卵子冷凍カクテルパーティ「#LetsChill」と「ガールズ・ナイトアウト」だ。どちらも女性に妊娠に関する情報を提供し、卵子凍結保存に対する偏見をなくすことを目的としている。
アップル社やフェイスブック社の取り組みによって、今やこの技術がお茶の間でも話されるようになったのである。
・卵子凍結保存に対する批判も
しかし、こうした動向に懸念を示す人々もいる。「卵子凍結保存は女性に仕事に集中し、子供を作るのは後回しにしろとでも言っているかのようだ」と反対派は主張する。彼らによると、IT企業は良好なワークライフバランスの形成に注力すべきであり、必要なのは妊娠を遅らせることではなく、子育て支援なのだという。
最近、アップル社が新社屋を公開したが、多方面から施設内に託児所がないという指摘がなされた。
女性が卵子凍結保存に踏み切る理由は様々だ。キャリアを優先したい人もいるだろうし、病気を理由とする人もいる。
・卵子凍結保存をする女性の本当の理由:
仕事優先というよりも現状パートナーがいないから
2013年のアメリカ生殖医療協会の報告書によると、卵子凍結保存を行なった女性の80パーセントはパートナーがいないことを理由に挙げている。一方、職場環境の問題を理由にしたのは19パーセントのみである。

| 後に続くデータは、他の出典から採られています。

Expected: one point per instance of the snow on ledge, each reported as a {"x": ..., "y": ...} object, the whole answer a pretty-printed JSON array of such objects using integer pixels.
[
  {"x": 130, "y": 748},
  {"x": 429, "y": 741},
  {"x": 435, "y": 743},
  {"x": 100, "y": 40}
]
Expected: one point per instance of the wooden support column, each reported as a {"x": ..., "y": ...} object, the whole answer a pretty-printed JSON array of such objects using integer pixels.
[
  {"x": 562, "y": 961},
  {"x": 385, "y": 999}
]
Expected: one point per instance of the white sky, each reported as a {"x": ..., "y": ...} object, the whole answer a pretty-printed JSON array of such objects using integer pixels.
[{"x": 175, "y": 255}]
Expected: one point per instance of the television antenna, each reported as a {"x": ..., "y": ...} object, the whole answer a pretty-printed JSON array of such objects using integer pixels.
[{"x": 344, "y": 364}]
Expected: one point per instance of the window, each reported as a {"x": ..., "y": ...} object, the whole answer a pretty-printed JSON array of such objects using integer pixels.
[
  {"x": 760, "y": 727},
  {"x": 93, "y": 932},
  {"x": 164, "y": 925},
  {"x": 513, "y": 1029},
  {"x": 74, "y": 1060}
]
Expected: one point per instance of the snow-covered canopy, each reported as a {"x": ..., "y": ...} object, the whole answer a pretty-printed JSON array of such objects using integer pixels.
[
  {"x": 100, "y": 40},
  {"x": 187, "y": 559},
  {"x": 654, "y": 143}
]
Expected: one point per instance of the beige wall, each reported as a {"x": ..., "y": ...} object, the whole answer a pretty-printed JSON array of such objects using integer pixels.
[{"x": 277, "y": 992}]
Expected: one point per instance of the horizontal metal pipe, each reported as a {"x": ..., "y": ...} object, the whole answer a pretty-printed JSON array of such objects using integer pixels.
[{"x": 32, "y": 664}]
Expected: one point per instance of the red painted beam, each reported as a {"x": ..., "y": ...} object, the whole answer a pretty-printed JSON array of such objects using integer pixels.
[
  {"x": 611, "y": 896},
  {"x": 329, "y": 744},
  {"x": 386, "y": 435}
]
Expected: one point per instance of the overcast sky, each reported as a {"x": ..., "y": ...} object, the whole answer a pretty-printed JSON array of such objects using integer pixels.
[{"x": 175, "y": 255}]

via:Egg freezing, so hot right now
子供は欲しい。でもパートナーがいない。ならばまだ元気なうちに卵子を保存したい。そう願う女性もいるだろう。愛すべき人が見つかればその人との子どもをその時に産むことは可能だし、そして今の技術ならばパートナーがいなくても、精子バンクを利用して子供を生み育むことも可能である。
あまり実感していなかったが、21世紀の技術進歩ってすごいところに来ているんだな。